The integrand is in the form \[ \frac{1}{t^2 \sqrt{t^2 - 1}} \]This suggests that a trigonometric substitution might simplify the integral. For this form, let us use\[ t = \sec(\theta) \]which implies that \[ dt = \sec(\theta) \tan(\theta) d\theta. \]

Convert the limits of integration from terms of \(t\) to \(\theta\). When \(t = 2\), then \[ 2 = \sec(\theta) \Rightarrow \theta = \cos^{-1}\left(\frac{1}{2}\right). \]For \(t = 3\),\[ 3 = \sec(\theta) \Rightarrow \theta = \cos^{-1}\left(\frac{1}{3}\right). \]

By substitution, the integral becomes\[ \int_{\cos^{-1}\left(\frac{1}{2}\right)}^{\cos^{-1}\left(\frac{1}{3}\right)} \frac{\sec(\theta) \tan(\theta)}{\sec^2(\theta) \cdot \tan(\theta)} d\theta \]simplifying to\[ \int_{\cos^{-1}\left(\frac{1}{2}\right)}^{\cos^{-1}\left(\frac{1}{3}\right)} \frac{1}{\sec(\theta)} d\theta = \int_{\cos^{-1}\left(\frac{1}{2}\right)}^{\cos^{-1}\left(\frac{1}{3}\right)} \cos(\theta) d\theta. \]

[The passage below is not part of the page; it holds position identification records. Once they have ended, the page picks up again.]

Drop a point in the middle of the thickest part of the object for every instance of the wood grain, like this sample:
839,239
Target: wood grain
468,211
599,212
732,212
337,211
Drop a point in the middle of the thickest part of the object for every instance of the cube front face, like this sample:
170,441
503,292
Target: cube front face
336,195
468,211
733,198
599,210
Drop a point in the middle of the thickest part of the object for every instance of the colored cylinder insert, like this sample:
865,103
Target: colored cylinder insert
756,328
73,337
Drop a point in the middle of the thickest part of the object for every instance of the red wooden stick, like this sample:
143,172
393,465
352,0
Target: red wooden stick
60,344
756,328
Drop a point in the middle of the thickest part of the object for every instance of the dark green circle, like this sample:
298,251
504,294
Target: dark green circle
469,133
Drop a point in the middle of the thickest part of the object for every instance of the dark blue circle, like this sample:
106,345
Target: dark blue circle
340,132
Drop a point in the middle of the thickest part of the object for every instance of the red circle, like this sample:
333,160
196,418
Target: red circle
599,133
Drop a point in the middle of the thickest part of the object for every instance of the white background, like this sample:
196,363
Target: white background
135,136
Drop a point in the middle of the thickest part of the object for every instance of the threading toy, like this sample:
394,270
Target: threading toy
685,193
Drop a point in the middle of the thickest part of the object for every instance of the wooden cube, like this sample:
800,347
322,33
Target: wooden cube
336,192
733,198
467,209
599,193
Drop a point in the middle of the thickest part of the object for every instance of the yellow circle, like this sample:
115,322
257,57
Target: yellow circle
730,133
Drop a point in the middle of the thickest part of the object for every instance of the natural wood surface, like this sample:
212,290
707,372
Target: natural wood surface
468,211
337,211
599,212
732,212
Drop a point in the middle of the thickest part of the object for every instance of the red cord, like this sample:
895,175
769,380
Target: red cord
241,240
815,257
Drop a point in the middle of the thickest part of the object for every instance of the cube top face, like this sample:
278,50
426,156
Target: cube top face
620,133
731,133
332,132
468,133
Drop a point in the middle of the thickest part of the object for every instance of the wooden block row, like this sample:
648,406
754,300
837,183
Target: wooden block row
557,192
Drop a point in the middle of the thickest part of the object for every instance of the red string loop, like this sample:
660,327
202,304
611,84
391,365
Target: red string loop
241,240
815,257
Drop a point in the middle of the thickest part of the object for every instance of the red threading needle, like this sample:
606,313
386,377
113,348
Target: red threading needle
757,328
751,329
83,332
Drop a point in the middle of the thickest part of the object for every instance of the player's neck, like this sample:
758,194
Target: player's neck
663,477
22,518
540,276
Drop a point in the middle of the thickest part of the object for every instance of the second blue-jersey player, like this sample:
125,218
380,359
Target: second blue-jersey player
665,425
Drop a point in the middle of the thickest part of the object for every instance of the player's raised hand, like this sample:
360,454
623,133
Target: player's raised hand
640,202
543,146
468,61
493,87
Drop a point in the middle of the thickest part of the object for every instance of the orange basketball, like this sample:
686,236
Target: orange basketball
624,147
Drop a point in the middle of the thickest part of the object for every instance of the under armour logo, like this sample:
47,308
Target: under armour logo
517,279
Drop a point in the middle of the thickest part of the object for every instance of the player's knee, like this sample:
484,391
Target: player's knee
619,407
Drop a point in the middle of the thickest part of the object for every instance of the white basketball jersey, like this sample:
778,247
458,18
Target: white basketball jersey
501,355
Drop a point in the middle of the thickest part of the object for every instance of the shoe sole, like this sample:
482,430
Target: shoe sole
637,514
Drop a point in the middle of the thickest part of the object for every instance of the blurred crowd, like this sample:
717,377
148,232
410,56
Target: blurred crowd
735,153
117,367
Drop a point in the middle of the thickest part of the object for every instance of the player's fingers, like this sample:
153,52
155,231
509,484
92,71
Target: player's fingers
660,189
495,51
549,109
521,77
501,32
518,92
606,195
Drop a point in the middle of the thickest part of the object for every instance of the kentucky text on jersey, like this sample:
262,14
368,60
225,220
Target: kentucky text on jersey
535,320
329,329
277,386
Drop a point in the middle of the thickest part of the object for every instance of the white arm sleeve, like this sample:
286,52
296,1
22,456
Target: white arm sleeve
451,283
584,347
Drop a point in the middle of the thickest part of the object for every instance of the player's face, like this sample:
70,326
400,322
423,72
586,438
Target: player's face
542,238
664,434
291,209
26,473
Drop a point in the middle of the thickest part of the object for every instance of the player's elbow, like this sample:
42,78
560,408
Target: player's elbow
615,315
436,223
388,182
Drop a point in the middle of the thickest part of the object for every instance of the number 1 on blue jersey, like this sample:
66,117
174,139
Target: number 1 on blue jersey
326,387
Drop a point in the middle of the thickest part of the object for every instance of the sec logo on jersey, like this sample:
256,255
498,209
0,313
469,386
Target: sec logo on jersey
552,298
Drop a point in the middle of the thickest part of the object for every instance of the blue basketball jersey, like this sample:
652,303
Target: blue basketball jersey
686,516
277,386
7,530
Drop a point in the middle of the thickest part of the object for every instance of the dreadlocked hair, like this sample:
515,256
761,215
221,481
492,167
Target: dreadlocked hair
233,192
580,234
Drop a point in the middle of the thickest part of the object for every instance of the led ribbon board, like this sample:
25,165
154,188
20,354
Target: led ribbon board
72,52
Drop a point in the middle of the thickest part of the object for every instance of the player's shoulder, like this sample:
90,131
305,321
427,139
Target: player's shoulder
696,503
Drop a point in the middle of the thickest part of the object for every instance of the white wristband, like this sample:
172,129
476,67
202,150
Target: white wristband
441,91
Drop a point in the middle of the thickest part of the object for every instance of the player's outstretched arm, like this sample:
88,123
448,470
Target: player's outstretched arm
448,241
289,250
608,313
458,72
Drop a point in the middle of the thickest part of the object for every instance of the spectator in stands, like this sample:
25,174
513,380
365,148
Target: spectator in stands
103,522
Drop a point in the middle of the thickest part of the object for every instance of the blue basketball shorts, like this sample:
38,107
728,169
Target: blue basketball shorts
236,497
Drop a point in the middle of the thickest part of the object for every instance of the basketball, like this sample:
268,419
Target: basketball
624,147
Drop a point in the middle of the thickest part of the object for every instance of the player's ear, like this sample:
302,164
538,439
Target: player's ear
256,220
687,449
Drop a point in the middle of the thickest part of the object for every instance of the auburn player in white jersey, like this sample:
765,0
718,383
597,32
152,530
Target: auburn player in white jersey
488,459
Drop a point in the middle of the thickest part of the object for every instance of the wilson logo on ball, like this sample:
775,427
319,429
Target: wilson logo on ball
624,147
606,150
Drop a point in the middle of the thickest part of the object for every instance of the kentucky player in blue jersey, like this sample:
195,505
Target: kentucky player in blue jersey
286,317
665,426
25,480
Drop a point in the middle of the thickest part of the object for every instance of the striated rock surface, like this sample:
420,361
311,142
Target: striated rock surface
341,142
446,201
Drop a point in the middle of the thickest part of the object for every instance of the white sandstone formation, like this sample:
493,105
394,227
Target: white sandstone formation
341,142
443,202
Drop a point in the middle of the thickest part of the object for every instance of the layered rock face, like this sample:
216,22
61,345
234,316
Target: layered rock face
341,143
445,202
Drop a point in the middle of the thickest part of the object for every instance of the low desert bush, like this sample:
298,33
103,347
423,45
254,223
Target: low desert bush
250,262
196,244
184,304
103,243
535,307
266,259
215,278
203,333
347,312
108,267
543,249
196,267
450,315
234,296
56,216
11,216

The integral of \(\cos(\theta)\) is \(\sin(\theta)\). Evaluating this from \(\cos^{-1}\left(\frac{1}{2}\right)\) to \(\cos^{-1}\left(\frac{1}{3}\right)\), we get\[ \sin\left(\cos^{-1}\left(\frac{1}{3}\right)\right) - \sin\left(\cos^{-1}\left(\frac{1}{2}\right)\right). \]Using the identity \( \sin(\cos^{-1}(x)) = \sqrt{1-x^2} \), compute:\[ \sin\left(\cos^{-1}\left(\frac{1}{3}\right)\right) = \sqrt{1-\left(\frac{1}{3}\right)^2} = \sqrt{1 - \frac{1}{9}} = \sqrt{\frac{8}{9}} = \frac{2\sqrt{2}}{3}, \]\[ \sin\left(\cos^{-1}\left(\frac{1}{2}\right)\right) = \sqrt{1-\left(\frac{1}{2}\right)^2} = \sqrt{\frac{3}{4}} = \frac{\sqrt{3}}{2}. \]

Substitute back to find the final result:\[ \frac{2\sqrt{2}}{3} - \frac{\sqrt{3}}{2} = \frac{4\sqrt{2} - 3\sqrt{3}}{6}. \]Compute this expression to approximate the numerical value if necessary.